Pizza. Aside from the texture of white flour, which would have freaked them out, I’m not sure that they would have had the ability to grow tomatoes in the northern climate in a sustainable way. There is nothing I have read about them eating or cooking with tomatoes, which are a “new world” crop. They were more about fish dried in the salty wind. Yes, they had lots of ability to grow stuff and most certainly ate fresh vegetables in season, but I do not think tomatoes were something they experienced, and that means they would be unlikely to like them. Spaghetti would also do it.
I know that you are heavily involved with the local food movement. How far outside of Greater Boston do you have to go every year to find fare fit for a brood of Vikings?
Not very far for most things. I think the farthest away is Maine, where the organic oats come from, but most of our food comes from the Hadley/Montague area. We get food from New Hampshire and Central Mass, too, and we get a couple of really special oils, like roasted squash seed, from the Hudson Valley area of New York.

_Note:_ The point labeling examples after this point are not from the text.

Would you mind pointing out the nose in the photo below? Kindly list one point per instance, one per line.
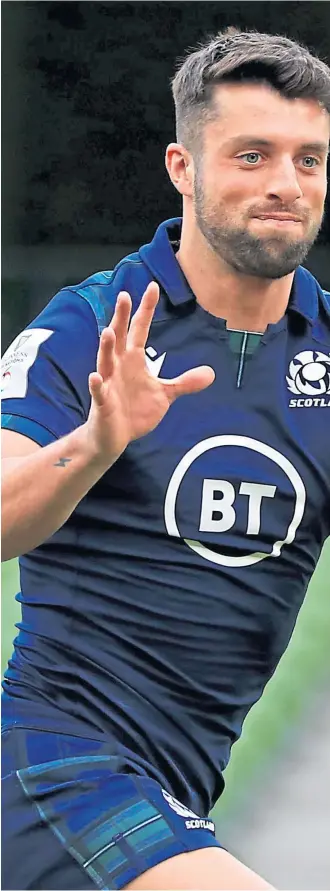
(282, 182)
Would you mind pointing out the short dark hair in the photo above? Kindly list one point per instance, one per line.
(243, 56)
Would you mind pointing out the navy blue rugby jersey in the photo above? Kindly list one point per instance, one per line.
(158, 612)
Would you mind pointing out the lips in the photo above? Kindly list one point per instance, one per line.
(279, 217)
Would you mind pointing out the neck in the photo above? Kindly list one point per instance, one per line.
(245, 302)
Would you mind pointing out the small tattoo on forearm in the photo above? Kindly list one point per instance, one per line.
(62, 462)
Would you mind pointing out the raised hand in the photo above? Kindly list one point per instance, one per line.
(127, 401)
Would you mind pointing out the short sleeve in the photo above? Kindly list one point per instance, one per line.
(45, 371)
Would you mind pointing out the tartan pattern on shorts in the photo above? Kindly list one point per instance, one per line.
(106, 821)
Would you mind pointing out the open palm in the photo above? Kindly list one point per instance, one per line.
(127, 401)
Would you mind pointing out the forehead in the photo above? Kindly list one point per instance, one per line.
(258, 109)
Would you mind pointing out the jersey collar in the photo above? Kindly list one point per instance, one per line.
(159, 256)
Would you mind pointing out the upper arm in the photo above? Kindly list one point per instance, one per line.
(45, 373)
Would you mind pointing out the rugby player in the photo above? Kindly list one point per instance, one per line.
(166, 543)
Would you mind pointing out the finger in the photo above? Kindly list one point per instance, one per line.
(96, 388)
(190, 382)
(106, 354)
(120, 320)
(141, 321)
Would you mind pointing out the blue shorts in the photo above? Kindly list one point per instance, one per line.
(76, 817)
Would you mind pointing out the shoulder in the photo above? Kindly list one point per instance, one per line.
(101, 289)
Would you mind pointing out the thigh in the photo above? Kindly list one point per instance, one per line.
(80, 802)
(209, 869)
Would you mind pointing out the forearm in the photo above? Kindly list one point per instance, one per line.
(40, 491)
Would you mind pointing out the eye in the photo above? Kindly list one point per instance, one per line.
(312, 162)
(251, 157)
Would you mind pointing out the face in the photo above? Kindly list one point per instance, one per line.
(263, 157)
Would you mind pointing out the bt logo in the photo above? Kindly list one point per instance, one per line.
(218, 515)
(255, 492)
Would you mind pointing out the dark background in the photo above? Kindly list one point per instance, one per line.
(87, 114)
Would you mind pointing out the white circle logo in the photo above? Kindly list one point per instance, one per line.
(309, 374)
(247, 443)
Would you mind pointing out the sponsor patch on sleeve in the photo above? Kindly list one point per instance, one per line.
(18, 359)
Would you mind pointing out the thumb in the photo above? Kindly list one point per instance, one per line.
(190, 382)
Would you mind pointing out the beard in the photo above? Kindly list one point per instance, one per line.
(270, 257)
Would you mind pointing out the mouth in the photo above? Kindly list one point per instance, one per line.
(278, 218)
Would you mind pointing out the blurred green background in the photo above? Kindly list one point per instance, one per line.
(300, 673)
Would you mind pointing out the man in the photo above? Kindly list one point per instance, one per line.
(168, 543)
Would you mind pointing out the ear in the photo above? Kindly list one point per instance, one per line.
(180, 167)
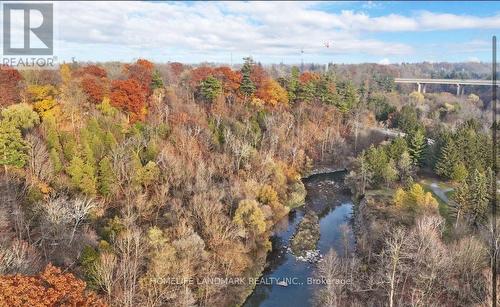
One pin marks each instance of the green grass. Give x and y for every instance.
(383, 192)
(444, 209)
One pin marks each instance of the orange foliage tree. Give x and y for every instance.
(176, 68)
(309, 76)
(199, 74)
(93, 81)
(94, 87)
(258, 76)
(272, 93)
(230, 79)
(9, 85)
(92, 70)
(142, 72)
(50, 288)
(129, 96)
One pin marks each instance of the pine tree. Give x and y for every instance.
(293, 84)
(247, 87)
(447, 159)
(106, 177)
(479, 192)
(56, 161)
(416, 146)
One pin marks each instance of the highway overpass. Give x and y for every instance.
(421, 83)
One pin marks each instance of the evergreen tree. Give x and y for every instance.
(471, 198)
(447, 159)
(247, 87)
(416, 146)
(293, 84)
(106, 177)
(56, 160)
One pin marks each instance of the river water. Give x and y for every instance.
(332, 203)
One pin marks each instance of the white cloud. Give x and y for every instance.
(384, 61)
(209, 29)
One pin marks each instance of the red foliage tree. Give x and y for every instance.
(129, 96)
(9, 85)
(94, 87)
(94, 70)
(142, 71)
(176, 68)
(50, 288)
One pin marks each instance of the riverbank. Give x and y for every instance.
(326, 198)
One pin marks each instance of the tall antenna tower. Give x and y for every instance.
(302, 59)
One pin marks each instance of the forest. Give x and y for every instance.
(123, 181)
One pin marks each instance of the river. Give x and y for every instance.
(327, 196)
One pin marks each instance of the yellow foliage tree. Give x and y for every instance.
(415, 199)
(43, 99)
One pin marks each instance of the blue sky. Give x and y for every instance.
(274, 32)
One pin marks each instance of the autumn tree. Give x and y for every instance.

We have quietly plugged away at buying local for 15 years, and the super big change since I started is that now the local food distributions systems have begun to work themselves out. There are a few farmers who deliver, and the rest we get through two small distributors. The oils from New York come to us through the bike delivery company Metro Pedal Power in Somerville.
The menu is quite a remarkable thrashing, but what are a few highlights that people can expect?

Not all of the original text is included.